Don’t rely only on government, top Hong Kong oncologist Tony Mok tells young researchers in innovation, technology sector
- Chairman of Chinese University’s department of clinical oncology recalls early days when he did lab work on shoestring budget
- Lung cancer expert last month was the first Chinese to be conferred the Lifetime Achievement Award from the European Society for Medical Oncology
A top Hong Kong oncologist who has recently been conferred a prestigious international award has said local researchers need to rely on their own efforts to create a favourable environment for their work.
Professor Tony Mok Shu-kam, chairman of Chinese University’s department of clinical oncology, said he agreed the research scene in Hong Kong had improved in recent years, with the government recognising the field of innovation and technology as one of the city’s economic pillars.
“There has been more money invested and voices in this area. This is a change,” said Mok, 58, a lung cancer expert. “Hong Kong is no longer only about property and finance.”
The government earlier this year announced to set aside HK$50 billion to support innovation and technology development, including funds for establishing research clusters.
Mok last month received the Lifetime Achievement Award from the European Society for Medical Oncology for his work in lung cancer research – the first Chinese bestowed the honour.
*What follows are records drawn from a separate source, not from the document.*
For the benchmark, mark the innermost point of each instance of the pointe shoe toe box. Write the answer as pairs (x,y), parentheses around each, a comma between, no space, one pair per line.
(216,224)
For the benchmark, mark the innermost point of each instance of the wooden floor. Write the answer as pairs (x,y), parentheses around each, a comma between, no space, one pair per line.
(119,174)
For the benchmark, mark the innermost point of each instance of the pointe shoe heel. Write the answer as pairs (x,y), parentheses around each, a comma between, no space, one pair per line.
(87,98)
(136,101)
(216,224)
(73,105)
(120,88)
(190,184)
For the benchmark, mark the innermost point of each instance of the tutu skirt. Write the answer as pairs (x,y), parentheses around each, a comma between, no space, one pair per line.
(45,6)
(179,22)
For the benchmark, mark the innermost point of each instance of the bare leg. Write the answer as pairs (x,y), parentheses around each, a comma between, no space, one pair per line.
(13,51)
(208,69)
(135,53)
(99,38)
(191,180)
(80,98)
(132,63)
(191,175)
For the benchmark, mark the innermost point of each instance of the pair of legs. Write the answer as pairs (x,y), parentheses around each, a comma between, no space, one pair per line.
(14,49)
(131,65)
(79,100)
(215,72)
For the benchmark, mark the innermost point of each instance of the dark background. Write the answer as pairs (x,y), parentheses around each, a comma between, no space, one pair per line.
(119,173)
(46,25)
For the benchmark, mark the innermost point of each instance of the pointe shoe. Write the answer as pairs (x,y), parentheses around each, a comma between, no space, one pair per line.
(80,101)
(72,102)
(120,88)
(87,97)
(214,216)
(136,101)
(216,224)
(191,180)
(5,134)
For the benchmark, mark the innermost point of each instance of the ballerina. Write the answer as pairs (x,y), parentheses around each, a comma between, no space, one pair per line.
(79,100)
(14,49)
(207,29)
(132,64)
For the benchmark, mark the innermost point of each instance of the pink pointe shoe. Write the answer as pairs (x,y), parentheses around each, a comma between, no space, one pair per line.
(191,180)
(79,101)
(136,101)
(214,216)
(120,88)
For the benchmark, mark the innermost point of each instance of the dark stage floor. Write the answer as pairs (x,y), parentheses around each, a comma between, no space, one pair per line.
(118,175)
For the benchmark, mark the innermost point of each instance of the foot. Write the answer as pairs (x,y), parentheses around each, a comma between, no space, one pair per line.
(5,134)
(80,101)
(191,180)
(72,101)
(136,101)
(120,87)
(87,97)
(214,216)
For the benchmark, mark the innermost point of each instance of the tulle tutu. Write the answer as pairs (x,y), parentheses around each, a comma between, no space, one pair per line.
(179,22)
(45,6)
While some researchers have previously lamented the lack of government funding for universities, Mok said he believed that the administration, while important, should not be the only side relied on for resources.
“The government can help facilitate the process and make life easier for us. But the responsibility is on us to fight for the resources we need,” he said, noting that funding could come from donations or from pharmaceutical firms.
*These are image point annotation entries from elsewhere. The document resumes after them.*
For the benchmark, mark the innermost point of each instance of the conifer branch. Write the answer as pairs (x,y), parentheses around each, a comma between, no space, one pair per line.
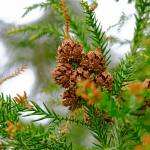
(66,16)
(95,29)
(49,114)
(123,74)
(17,72)
(142,17)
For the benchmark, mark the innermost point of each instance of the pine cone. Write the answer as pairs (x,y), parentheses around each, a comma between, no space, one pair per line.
(82,73)
(94,62)
(104,80)
(70,98)
(70,52)
(62,74)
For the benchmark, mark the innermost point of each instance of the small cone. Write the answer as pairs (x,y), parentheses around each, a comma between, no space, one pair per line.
(62,74)
(94,62)
(69,52)
(104,80)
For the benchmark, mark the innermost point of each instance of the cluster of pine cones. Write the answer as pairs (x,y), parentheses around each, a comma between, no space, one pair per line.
(74,64)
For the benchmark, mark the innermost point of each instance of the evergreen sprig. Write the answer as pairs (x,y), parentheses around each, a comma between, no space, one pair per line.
(123,74)
(33,137)
(50,114)
(9,109)
(95,29)
(142,17)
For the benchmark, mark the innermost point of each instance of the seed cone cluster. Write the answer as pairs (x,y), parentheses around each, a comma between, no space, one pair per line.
(74,65)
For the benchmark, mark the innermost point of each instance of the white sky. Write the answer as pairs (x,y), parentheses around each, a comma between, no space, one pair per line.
(108,13)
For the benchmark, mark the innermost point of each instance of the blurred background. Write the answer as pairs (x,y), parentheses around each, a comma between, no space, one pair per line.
(117,19)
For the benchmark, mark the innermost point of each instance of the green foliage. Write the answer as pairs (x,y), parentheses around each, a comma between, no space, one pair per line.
(123,74)
(9,109)
(118,120)
(95,31)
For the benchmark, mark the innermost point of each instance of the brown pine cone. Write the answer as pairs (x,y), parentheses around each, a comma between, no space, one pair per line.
(104,80)
(70,98)
(62,74)
(94,62)
(70,52)
(82,73)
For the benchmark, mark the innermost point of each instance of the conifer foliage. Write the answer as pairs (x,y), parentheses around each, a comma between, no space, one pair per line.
(113,105)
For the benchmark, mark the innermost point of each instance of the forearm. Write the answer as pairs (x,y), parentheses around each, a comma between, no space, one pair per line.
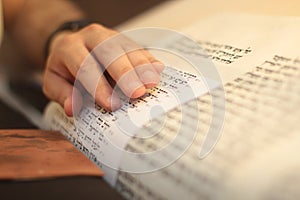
(30,23)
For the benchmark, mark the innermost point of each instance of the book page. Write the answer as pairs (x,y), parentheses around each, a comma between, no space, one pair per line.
(258,60)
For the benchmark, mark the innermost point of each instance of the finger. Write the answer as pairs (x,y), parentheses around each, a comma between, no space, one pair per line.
(58,89)
(158,66)
(143,67)
(105,96)
(81,64)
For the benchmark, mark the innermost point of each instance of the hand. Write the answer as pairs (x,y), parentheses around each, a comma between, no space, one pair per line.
(131,67)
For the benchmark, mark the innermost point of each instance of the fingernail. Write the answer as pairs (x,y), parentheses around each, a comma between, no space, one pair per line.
(159,67)
(150,77)
(114,102)
(133,86)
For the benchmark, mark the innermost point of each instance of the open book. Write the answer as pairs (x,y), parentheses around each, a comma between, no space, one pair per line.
(253,151)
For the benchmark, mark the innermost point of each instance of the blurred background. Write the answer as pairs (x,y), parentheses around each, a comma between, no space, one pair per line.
(109,13)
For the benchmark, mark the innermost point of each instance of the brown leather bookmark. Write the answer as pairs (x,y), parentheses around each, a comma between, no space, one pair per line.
(35,154)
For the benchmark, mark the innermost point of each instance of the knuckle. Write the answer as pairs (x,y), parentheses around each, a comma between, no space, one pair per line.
(45,89)
(141,62)
(68,40)
(124,70)
(94,27)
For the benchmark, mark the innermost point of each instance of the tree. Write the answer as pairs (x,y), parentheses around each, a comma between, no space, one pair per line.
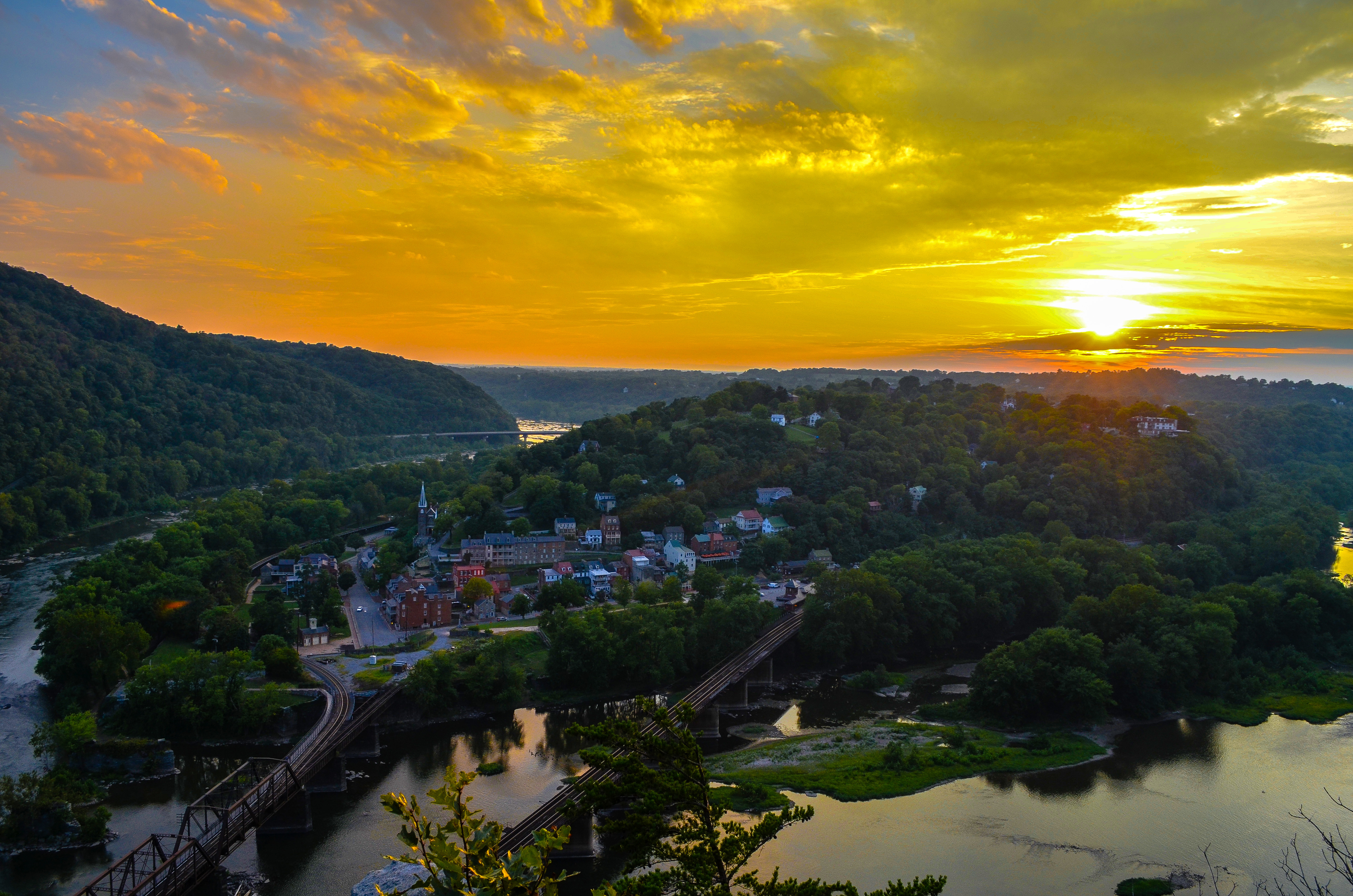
(854,615)
(672,592)
(270,616)
(672,826)
(1053,673)
(462,856)
(707,584)
(562,593)
(199,693)
(64,740)
(279,660)
(224,630)
(477,589)
(87,652)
Looking back on his career in research, which began after he joined Chinese University in 1996, Mok recalled that resources were tight in the early days.
He said four factors – drugs, money, research manpower and patients – were essential for clinical research, but they only had patients back then.
For his first clinical trial, which started in 1998, Mok was given only around US$20,000 and some drugs for the study.
“US$20,000 for a study was similar to giving you HK$10 for a dish of soy sauce chicken,” Mok said, referring to a local dish costing dozens of dollars.
With the help of staff who were willing to work for free, Mok completed the trial on a tight budget, and since then, more drug makers approached him for tests.
Mok rose to fame in academia after releasing a study in 2009 on treatment options for lung cancer patients with mutation in the epidermal growth factor receptor (EGFR) gene, a condition common among Asian patients.
The study established that targeted therapy was more effective than chemotherapy for the condition.
A new treatment paradigm for lung cancer has been set since then, and now doctors check if patients have the mutation before recommending the course of treatment.
As for advice for young people, Mok said they should have a clear goal in mind and work towards this, especially for those in innovation and technology, with the government providing funding, infrastructure and welcoming new blood.
“You must create a dream for yourself,” he said. “Then do the best you can, no matter in what kind of environment.”